I think that moment when we realize that he's not just paranoid, that there actually are people following him, it really changes the way we see him too. Right. The potential that this might be real. It was a challenge, because we wanted it to feel real but we still wanted to keep it fun and keep it, not silly, but there is something preposterous about guys in suits following him. And part of that was also the tone, the way they were dressed, and the way we dealt with it, was almost to suggest that, yeah, this probably is all a big joke. We didn't want to reveal until the absolute last second whether or not it is a big joke. And I think that what you were saying before, the idea that we take our character very seriously, you don't really know how much truth in [his time travel claims] there is until the end of the movie.
Without spoiling anything, were you always planning on ending the film the way you did, or were there other options you considered? There were; that wasn't the original idea. There was one other idea, the original one that Derek and I scripted. We shot that, and it worked. But this truly happened very late in the game. It was after we already had been accepted to Sundance, before we went, but we were already in. And I changed the ending to be what it is. It was a massive decision, and I was very aware of how much it changes the content of everything that came before it in the movie, and we thought about it a lot. And everyone was very supportive of me. I'm obviously very grateful to everyone for supporting it, because it was a bit of a risky move. And I think it's the kind of thing that people could laugh off, or it's the kind of thing people could say doesn't feel motivated. But as for me, it's something that makes me feel good. And I think, if you can, it's OK to put something in a movie because it makes you feel good.
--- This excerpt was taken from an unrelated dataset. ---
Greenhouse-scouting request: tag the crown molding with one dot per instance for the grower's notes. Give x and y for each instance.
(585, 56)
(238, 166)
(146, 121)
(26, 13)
Definitely, it's a real crowd-pleasing ending. What made you change your mind? You know, the way that it [originally] ended was very real. It was entirely reality-based. There was a very structural element at work, where at the moment we discover Kristen Bell's character, that represents a bit of a low point for the audience. [And then] we sort of punch the audience in the stomach again, and make them feel bad a second time. And there was something very ingrained in me, as a filmmaker who grew up in the '80s and loved Spielberg and Zemeckis and all of these guys -- that was my canon, that's my mythology. And it was important for me to reach the end of a movie and have the opportunity to make an audience really feel good when they left the theater and not be down or anything.
Why do you think time travel still fascinates audiences the way that it does? I feel like we all have things that we could have done differently in our lives, and I think that usually, when we're seeing time travel in films, more often than not, they're global [problems], or the space-time continuum is going to collapse and we're all going to disappear. But the films that I really love, in that genre, Back to the Future or films like Eternal Sunshine of the Spotless Mind, are much more personal to me. I think that no relationship goes completely according to plan or the way you wished it had. And I just think that all of us, if we had a time machine, if we really sat down and thought about it, we wouldn't go back and kill Hitler. We would go back and maybe not say that thing to our dad that we said, or maybe be a little nicer to someone who we cared about and had a relationship with when we were young. You know, they're subtle things, but we carry those with us forever. And I think that regret and time travel are intrinsically linked to me.